External partners: Currently: Wildlife Trusts, Esmée Fairbairn Trust, three primary schools in N. Cambridgeshire.

To join: other members of Cambridge Conservation Forum, and CCRI, other primary schools

Cambridge collections: Botanic Gardens, Zoology Museum, Sedgwick Museum, University Herbarium, Cambridge University Library, Fitzwilliam Museum

A core network of researchers from the Museum of Zoology, the Herbarium, local conservation agencies and local schools already work together to develop ways of using the collections for informing conservation practice. This network will be expanded to include the living collections in the Botanic Garden, more representatives from the CCRI, Dr Kate Noble from the Fitzwilliam and Dr Mark Winterbottom from the Faculty of Education. Inspired by the Living Collections Strategy developed recently by the Botanic Garden, collaborators will audit the collections and identify the elements that will be most effective in informing conservation practice, for example ecological interactions such as herbivores and foodplants, or pollinators and plants; or comparisons of preserved and living collections.
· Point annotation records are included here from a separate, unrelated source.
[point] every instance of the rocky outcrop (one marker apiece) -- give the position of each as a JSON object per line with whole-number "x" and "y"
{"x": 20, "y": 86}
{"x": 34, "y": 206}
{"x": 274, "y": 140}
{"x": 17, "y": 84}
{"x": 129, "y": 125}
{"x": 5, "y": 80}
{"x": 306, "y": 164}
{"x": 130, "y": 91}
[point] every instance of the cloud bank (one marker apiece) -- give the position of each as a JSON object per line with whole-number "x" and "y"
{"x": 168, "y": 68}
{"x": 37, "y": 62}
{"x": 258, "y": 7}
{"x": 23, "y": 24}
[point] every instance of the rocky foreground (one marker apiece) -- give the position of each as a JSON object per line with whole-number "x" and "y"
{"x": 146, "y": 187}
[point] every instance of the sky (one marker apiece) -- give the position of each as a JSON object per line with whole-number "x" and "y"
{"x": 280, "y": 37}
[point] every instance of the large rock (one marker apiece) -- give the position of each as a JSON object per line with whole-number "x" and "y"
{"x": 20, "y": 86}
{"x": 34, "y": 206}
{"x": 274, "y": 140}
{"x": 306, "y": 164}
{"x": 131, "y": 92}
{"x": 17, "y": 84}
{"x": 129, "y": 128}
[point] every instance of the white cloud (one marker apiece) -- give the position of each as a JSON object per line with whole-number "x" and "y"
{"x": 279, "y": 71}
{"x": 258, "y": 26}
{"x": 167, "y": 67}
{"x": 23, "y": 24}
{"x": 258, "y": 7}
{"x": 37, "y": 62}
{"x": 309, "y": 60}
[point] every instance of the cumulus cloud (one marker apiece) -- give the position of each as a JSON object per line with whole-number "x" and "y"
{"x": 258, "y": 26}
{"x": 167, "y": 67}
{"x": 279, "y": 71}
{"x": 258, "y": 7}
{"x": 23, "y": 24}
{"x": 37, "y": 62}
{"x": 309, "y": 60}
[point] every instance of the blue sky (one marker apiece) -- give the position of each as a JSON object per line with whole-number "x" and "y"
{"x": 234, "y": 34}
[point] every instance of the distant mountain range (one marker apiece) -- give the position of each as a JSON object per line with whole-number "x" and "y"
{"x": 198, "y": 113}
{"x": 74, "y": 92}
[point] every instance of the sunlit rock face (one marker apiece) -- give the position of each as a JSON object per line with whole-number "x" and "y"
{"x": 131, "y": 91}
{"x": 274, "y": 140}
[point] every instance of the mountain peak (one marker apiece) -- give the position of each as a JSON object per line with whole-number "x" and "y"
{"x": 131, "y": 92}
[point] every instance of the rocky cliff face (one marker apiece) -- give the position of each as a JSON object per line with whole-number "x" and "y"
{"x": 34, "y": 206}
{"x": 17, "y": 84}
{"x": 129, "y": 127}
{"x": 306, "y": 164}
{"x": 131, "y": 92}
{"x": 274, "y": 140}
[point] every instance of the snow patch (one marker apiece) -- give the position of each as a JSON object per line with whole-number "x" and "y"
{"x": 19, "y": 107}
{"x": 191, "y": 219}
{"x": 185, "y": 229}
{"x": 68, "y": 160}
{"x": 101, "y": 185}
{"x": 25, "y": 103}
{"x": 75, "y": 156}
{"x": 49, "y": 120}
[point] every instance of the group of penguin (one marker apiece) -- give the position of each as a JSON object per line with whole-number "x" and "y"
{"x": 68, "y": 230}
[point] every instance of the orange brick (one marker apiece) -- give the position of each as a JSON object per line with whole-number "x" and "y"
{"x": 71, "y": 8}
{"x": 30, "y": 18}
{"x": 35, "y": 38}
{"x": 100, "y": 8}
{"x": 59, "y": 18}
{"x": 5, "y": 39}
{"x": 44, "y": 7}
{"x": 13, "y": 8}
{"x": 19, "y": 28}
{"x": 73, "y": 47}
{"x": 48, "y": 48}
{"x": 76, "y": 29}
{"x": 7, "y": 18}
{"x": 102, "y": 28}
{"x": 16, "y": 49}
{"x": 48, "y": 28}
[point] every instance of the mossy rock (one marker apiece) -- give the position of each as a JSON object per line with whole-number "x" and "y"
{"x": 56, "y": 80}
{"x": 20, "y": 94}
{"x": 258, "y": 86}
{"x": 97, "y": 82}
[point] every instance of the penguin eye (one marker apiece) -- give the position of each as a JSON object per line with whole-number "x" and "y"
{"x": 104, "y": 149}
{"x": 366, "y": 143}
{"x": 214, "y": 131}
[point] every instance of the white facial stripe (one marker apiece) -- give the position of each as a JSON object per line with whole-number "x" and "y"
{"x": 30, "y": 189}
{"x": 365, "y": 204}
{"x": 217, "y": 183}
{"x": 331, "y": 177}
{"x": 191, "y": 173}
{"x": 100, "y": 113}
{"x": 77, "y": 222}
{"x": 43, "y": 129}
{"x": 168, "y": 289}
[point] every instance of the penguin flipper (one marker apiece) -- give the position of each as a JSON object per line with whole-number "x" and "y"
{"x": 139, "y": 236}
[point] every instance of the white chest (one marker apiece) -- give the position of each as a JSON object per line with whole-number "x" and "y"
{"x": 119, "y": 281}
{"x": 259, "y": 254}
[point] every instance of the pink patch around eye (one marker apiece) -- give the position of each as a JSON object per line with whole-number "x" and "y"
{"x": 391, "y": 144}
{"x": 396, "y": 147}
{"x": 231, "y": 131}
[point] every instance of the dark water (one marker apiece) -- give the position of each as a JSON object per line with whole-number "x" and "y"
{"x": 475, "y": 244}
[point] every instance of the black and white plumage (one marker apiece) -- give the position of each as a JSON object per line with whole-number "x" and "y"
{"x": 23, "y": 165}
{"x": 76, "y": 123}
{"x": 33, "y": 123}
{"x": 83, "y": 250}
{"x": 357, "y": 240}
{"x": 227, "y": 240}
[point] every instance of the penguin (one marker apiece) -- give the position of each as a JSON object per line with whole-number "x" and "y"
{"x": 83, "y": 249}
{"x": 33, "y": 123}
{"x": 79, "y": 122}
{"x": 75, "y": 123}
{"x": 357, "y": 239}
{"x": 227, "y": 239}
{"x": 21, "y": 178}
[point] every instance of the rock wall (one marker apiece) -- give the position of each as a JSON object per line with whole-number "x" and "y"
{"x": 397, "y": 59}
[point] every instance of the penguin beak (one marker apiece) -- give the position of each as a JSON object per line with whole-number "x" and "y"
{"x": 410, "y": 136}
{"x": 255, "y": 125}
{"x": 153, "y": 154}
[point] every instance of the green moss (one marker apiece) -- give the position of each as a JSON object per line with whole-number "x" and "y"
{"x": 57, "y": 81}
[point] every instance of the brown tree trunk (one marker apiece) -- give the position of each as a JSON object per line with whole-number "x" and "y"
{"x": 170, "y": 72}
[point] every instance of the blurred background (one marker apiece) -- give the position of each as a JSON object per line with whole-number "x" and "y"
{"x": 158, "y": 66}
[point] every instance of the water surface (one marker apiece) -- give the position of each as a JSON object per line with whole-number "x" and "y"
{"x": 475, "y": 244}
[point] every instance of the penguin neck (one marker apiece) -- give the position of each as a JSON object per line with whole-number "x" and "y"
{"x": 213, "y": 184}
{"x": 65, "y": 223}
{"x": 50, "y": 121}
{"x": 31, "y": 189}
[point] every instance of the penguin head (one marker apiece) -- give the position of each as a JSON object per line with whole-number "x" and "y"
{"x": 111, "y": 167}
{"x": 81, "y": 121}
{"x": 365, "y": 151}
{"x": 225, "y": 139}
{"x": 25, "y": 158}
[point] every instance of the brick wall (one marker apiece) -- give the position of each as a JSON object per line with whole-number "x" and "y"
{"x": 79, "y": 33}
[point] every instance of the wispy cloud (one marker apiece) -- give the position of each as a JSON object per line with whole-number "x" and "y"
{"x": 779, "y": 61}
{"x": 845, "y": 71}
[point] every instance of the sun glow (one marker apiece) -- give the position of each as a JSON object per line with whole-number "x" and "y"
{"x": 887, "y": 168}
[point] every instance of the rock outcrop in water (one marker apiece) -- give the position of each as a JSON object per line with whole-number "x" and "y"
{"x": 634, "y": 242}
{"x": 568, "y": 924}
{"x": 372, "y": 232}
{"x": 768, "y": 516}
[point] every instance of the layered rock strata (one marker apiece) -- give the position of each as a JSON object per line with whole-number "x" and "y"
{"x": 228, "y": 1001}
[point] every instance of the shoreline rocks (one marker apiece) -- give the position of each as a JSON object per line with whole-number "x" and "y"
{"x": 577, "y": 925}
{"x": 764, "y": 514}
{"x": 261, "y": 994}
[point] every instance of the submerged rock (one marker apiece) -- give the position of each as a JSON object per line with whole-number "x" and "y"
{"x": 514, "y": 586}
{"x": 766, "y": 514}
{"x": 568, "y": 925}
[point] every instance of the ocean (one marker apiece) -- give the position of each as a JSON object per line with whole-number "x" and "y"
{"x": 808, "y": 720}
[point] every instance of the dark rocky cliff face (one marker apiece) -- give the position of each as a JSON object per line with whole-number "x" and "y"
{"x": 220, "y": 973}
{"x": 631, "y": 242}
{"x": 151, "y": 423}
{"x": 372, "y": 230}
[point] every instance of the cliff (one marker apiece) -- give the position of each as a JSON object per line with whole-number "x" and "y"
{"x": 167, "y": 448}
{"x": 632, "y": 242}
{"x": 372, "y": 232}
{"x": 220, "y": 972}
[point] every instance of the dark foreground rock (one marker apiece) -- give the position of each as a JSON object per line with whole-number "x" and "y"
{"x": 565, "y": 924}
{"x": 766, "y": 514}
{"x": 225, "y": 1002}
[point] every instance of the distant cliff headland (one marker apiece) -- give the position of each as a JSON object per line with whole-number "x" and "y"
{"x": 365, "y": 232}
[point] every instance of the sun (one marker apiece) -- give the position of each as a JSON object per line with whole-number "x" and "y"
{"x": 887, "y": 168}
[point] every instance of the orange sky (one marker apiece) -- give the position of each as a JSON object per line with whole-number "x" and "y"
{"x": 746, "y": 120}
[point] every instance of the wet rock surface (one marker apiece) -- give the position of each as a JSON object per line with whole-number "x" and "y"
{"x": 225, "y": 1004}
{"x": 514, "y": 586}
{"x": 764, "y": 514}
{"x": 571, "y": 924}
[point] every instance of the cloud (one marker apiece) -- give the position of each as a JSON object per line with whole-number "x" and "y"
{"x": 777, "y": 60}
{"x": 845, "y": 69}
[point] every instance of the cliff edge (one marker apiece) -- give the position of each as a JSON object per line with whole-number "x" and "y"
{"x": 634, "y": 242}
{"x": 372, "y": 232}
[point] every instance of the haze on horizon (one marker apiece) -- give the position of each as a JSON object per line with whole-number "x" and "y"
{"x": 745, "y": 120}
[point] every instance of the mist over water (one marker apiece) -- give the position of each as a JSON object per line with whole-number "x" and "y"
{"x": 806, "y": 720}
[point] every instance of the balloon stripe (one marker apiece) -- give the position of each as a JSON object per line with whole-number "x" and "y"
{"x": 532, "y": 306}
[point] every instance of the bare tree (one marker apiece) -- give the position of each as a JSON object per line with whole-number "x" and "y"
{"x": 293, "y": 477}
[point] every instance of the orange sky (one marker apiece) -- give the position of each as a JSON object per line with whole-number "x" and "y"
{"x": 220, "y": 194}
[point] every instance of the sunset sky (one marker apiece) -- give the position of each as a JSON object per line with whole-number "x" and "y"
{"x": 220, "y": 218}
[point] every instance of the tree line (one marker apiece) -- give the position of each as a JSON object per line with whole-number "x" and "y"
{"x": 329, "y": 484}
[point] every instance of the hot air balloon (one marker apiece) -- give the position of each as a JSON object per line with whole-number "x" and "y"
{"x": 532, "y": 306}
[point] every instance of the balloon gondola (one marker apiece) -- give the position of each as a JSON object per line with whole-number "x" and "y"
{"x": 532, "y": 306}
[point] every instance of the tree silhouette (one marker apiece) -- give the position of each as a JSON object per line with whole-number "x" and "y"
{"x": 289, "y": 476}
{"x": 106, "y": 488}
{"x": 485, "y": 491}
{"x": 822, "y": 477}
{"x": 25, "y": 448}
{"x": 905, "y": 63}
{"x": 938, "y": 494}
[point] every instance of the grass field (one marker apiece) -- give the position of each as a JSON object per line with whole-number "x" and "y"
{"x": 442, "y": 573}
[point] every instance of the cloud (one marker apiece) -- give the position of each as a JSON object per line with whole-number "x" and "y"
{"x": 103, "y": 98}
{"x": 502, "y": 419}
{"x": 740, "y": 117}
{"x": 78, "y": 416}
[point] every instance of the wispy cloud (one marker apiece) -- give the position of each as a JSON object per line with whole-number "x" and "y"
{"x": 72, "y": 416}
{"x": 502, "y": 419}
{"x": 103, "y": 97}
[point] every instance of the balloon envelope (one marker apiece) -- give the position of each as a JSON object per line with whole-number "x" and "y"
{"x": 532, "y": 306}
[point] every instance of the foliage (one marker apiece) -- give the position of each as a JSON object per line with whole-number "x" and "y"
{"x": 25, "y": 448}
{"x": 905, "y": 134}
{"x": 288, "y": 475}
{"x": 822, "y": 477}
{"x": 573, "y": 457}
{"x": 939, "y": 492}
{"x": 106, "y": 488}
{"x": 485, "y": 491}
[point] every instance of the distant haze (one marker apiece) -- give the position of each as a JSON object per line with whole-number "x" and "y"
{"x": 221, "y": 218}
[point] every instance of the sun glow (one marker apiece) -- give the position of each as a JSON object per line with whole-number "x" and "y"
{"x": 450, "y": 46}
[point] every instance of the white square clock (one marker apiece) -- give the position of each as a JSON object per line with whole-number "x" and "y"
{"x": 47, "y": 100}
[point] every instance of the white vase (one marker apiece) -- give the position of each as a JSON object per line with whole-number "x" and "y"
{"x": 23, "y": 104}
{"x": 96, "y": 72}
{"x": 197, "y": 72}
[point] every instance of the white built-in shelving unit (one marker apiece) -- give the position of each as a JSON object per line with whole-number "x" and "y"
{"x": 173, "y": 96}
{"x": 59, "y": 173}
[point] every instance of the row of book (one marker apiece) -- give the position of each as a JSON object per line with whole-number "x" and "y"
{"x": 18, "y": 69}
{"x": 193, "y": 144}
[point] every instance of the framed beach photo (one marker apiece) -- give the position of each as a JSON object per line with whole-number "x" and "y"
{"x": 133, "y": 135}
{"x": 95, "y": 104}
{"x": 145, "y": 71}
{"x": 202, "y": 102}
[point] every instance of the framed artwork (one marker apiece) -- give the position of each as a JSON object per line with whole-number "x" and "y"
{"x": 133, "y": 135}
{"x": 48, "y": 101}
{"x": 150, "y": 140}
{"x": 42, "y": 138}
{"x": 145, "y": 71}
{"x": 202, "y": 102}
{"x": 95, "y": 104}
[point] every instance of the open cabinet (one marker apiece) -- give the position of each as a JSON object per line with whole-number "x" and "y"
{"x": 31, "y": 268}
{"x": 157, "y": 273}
The inclusion of an education specialists in the project will help us to consider how best to incorporate conservation-related themes into primary school education. By screening available equivalent data on the scope of collections nationally and internationally (e.g. the Global Biodiversity Information Facility), it will be possible to identify the unique strengths of the Cambridge collections in developing new conservation practice. This information can be used in prioritising future acquisitions, and in determining which of our current specimens should be digitised first. It can also be used to target other collections for collaborative work internationally, for example those which complement or enhance the strengths of the Cambridge collections and will help prioritise student-collected material for accession to the collections, such as material collected for project work or on field courses.